You are viewing a plain text version of this content. The canonical link for it is here.
Posted to solr-user@lucene.apache.org by "Khare, Kushal (MIND)" <Ku...@mind-infotech.com> on 2020/07/22 16:42:45 UTC

Can't search formatted text in solr

Hello guys,
I have been using solr for my java application to carry out content search from the saved docs.
I am facing a problem in searching for a word - 'load'
There are 2 cases, in 1st search is working good but in second case with the same doc and same query - 'load' am not getting the result

CASE 1 :

"Doing load test for Solr"  - Simple text in doc format.
Works fine

CASE 2 :

"Doing load test for Solr"  - Simple text in doc format.
In this case, the solr search fails. I don't get the result when I search for the term load.


Please help me with this as am unable to get any help with this


Thanks !
Regards,
Kushal Khare


Re: Can't search formatted text in solr

Posted by Erick Erickson <er...@gmail.com>.
There’s a space between “l” and “oad” in your second doc. Or perhaps it has
markup etc. If you do what I mentioned and use the /terms endpoint to examine
what’s actually in your index, I’m pretty sure you’ll see “l” and “oad” so not 
finding it is perfectly understandable.

What this is is that however you turn the doc into your xml format breaks it up
like this. I’ve seen this happen with other markups.

In other words, this has nothing to do with Solr and everything to do with whatever
extracts the text from the original document.

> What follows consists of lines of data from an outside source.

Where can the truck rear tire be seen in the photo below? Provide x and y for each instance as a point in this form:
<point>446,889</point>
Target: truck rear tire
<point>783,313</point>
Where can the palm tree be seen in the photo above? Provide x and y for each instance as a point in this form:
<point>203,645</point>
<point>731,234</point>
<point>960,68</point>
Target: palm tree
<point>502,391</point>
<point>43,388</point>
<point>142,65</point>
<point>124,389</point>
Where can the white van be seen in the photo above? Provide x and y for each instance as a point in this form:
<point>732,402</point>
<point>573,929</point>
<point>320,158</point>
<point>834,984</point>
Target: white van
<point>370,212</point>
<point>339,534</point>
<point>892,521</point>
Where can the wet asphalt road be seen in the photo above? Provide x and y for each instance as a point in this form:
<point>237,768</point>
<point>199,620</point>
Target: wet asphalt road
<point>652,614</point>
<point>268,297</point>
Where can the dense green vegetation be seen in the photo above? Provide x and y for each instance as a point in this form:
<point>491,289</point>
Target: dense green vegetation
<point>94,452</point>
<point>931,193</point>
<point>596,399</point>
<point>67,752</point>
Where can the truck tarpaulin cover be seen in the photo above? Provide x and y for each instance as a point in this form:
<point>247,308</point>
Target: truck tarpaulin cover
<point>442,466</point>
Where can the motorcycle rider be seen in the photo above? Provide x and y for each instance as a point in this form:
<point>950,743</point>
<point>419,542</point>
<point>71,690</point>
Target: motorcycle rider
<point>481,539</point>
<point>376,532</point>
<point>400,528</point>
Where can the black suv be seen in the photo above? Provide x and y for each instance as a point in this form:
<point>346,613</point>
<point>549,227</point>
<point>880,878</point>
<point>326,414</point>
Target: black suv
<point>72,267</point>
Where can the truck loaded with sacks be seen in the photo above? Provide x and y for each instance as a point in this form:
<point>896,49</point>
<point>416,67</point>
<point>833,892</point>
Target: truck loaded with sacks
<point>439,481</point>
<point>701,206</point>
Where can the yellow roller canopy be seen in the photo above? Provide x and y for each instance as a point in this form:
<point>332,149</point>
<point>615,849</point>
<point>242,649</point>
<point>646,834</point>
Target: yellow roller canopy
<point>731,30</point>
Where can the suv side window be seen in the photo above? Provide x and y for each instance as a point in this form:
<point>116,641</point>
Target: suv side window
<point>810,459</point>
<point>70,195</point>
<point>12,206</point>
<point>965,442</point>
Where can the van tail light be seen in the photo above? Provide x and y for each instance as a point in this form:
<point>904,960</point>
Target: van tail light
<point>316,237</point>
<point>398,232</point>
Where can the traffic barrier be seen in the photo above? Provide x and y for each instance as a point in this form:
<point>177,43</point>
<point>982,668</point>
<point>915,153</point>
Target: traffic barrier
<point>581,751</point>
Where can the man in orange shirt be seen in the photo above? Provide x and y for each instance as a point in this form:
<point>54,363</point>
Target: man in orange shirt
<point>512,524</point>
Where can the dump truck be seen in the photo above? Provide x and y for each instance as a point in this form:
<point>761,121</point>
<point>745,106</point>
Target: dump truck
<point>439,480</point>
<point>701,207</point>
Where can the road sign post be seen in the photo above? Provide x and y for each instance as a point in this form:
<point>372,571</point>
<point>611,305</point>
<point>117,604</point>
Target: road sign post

If you’re using ExtractingRequestHandler to process this, you’re getting the defaults
that Tika uses, which can be tweaked if you run Tika outisde Solr, see the Tika
website.

And you’ll never get this 100%. Every document format does weird things, and docs
produced by one version don’t necessarily match another version even in the same
format (say PDF). Extracting the plain text is correctly for every version of every
format is near impossible unless you do them one-by-one.

Best,
Erick

> On Jul 23, 2020, at 2:48 AM, Khare, Kushal (MIND) <Ku...@mind-infotech.com> wrote:
> 
> I did this debug query thing and everything seems good but still am unable to get the desired doc in my result.
> 
> "debug":{  "rawquerystring":"load",
>            "querystring":"load",
>           "parsedquery":"_text_:load",
>           "parsedquery_toString":"_text_:load",
> 
> Actually , CASE 2  in  my previous mail is the same text : "Doing load test for Solr" but the diff I forgot to mention was here the text is formatted to BOLD & Text color is RED.
> In case 1, it was simple text.
> What I observed is while parsing, if I print the the textHandler String...I get this
> 
> [Content_Types].xml
> 
> _rels/.rels
> 
> word/document.xml
>              Thi      s       docum      ent is being used for the QDMS l      oad testing      .
> 
> 
> So, I don't know what goes wrong when i have same text but formatted.
> Please help me with this as it is critical and needs to be delivered very soon.
> 
> Thanks !
> ________________________________
> From: Erick Erickson <er...@gmail.com>
> Sent: Thursday, July 23, 2020 1:49 AM
> To: solr-user@lucene.apache.org <so...@lucene.apache.org>
> Subject: Re: Can't search formatted text in solr
> 
> ---- This email originated from an external source i.e. outside of the organization. Please do not click on links or open any attachment unless you recognize the sender and know the content is safe ----
> 
> There’s not much info to go on here. Try attaching &debug=query to the queries and see if the parsed query returned is what you expect. If it is, the next thing I’d do is attach &debug=true&explainOther=id:id_of_doc_that_isnt_showing_up
> 
> This last will show you how scoring was done whether or not the doc is returned in the result set.
> 
> Finally, you can use the admin UI to look at the actual tokens indexed.
> 
> My bet is that your doc format isn’t being analyzed properly, perhaps to do markup and the second case doesn’t get indexed the way you think it should. You can use the terms handler to examine exactly what’s in the index
> 
> Best,
> Erick
> 
>> On Jul 22, 2020, at 12:42 PM, Khare, Kushal (MIND) <Ku...@mind-infotech.com> wrote:
>> 
>> Hello guys,
>> I have been using solr for my java application to carry out content search from the saved docs.
>> I am facing a problem in searching for a word - 'load'
>> There are 2 cases, in 1st search is working good but in second case with the same doc and same query - 'load' am not getting the result
>> 
>> CASE 1 :
>> 
>> "Doing load test for Solr"  - Simple text in doc format.
>> Works fine
>> 
>> CASE 2 :
>> 
>> "Doing load test for Solr"  - Simple text in doc format.
>> In this case, the solr search fails. I don't get the result when I search for the term load.
>> 
>> 
>> Please help me with this as am unable to get any help with this
>> 
>> 
>> Thanks !
>> Regards,
>> Kushal Khare
>> 
> 


Re: Can't search formatted text in solr

Posted by "Khare, Kushal (MIND)" <Ku...@mind-infotech.com>.
I did this debug query thing and everything seems good but still am unable to get the desired doc in my result.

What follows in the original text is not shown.